Selçuk Üniversitesi Tıp Fakültesi´ni bu yıl kazanan Poçan kardeşler, mezun olduktan sonra da birebir hastanede vazife yapmayı arzuladıklarını belirterek, ”Bugüne kadar birebir okullarda okuduk. Birbirimizi daima destekledik. Bu ikizliğin verdiği güç. Nitekim hoş bir şey ve bu güçten dayanak alarak başarımızı elde ettik. Dershaneye gitmeden de üniversiteyi kazandık’ tabirlerine yer verdiler.

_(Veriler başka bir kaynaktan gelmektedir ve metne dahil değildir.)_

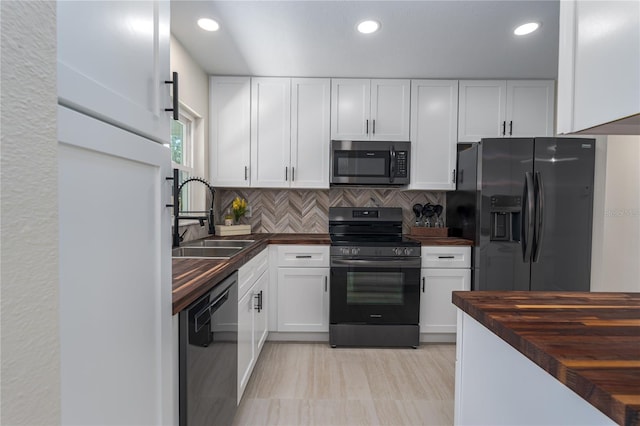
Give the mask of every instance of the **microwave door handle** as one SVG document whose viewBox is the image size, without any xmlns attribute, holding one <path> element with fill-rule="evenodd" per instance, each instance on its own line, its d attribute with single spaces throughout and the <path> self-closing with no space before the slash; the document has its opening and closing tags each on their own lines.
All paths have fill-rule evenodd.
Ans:
<svg viewBox="0 0 640 426">
<path fill-rule="evenodd" d="M 389 183 L 393 183 L 396 177 L 396 150 L 393 146 L 389 149 Z"/>
</svg>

Altınekin ilçesinde oturan çiftçi bir aile olan Mustafa ve Sümeyye Poçan çiftinin büyük kızları Beyza Poçan, Beyazıt Üniversitesi Psikoloji kısmında tahsil görüyor. İlkokuldan beri tıpkı okullarda eğitim gören çift yumurta ikizleri olan kızları Büşra ve Berna ise geçen yıl Selçuk Anadolu Lisesi’nden mezun oldu. 1 yıl boyunca meskenlerinde üniversiteye hazırlanan ikiz kardeşler, bu yıl Selçuk Üniversitesi Tıp Fakültesi´ni kazandı. Pandemi nedeniyle uzaktan eğitim alan iki kardeş, mezun olduktan sonra da birebir hastanede vazife yapmayı planlıyor.
‘DÜZENLİ VE DİSİPLİNLİ ÇALIŞTIK’
Eğitim hayatları boyunca daima birbirlerini desteklediklerini belirten ikizlerden Berna Poçan, şunları söyledi:
”Düzenli, disiplinli, planlı çalıştık. Bol bol deneme imtihanı çözdük. Çok mevzu eksiğimiz yoktu. Birbirimizi daima motive ettik. Benim yapamadığımı Büşra, Büşra´nın yapamadığını da ben yapardım. Çok ağır ve yorgunduk. Ders çalışmak için sabah erken kalkardık ve gece geç saate kadar ders çalışırdık. Bir halde birbirimizi motive ediyorduk. Zira bu kısa bir süreçti ve bitecek diye düşünüyorduk. Daima amacımıza odaklanmıştık. O yüzden tatlı bir yorgunluktu. Ben matematikte iyiysem, Büşra da fizikte iyiydi. Daima birbirimize soru sorardık. Kronometreli çalışırdık. O da bizi motive ederdi. Daima meskende çalıştık. Konutta çalışmak bazen sıkıcı olabiliyor. Ortada ilçedeki kütüphaneye gidiyorduk. Bazen hayvanlarımızla ilgilenirdik, daima ders çalışmazdık.”
‘SONUNDA TIBBİYELİ OLDUK’
Az ders çalıştıkları günlerde kendileriyle dalga geçtiklerini ve sonraki gün daha çok ders çalıştıkların tabir eden Büşra Poçan, ”Üniversite sonuçları açıklanırken çok heyecanlandık. Sonunda tıbbiyeli olduk. Bu hoş bir his, Selçuk Üniversitesi’nden de çok mutluyum. İnşallah tıp fakültesini de bitirip mesleğimize odaklanacağız. Açıkçası annemiz, babamız olmasa biz bu başarıyı elde edemezdik. Biz bir şey yapalım diyorduk ve onlar sorgusuz sualsiz kabul ediyorlardı. Çünkü bize güveniyorlardı. Onların itimadını boşa çıkarmamak hoş bir his ve onların bizim ardımızda takviyesi olmasa tabi biz başarılı olamazdık. Bu ikizliğin verdiği güç hakikaten hoş bir şey ve bu güçten dayanak alarak biz başarımızı elde ettik. Dershane olmadan da açıkçası çok iyi bir biçimde çalışabildik” diye konuştu.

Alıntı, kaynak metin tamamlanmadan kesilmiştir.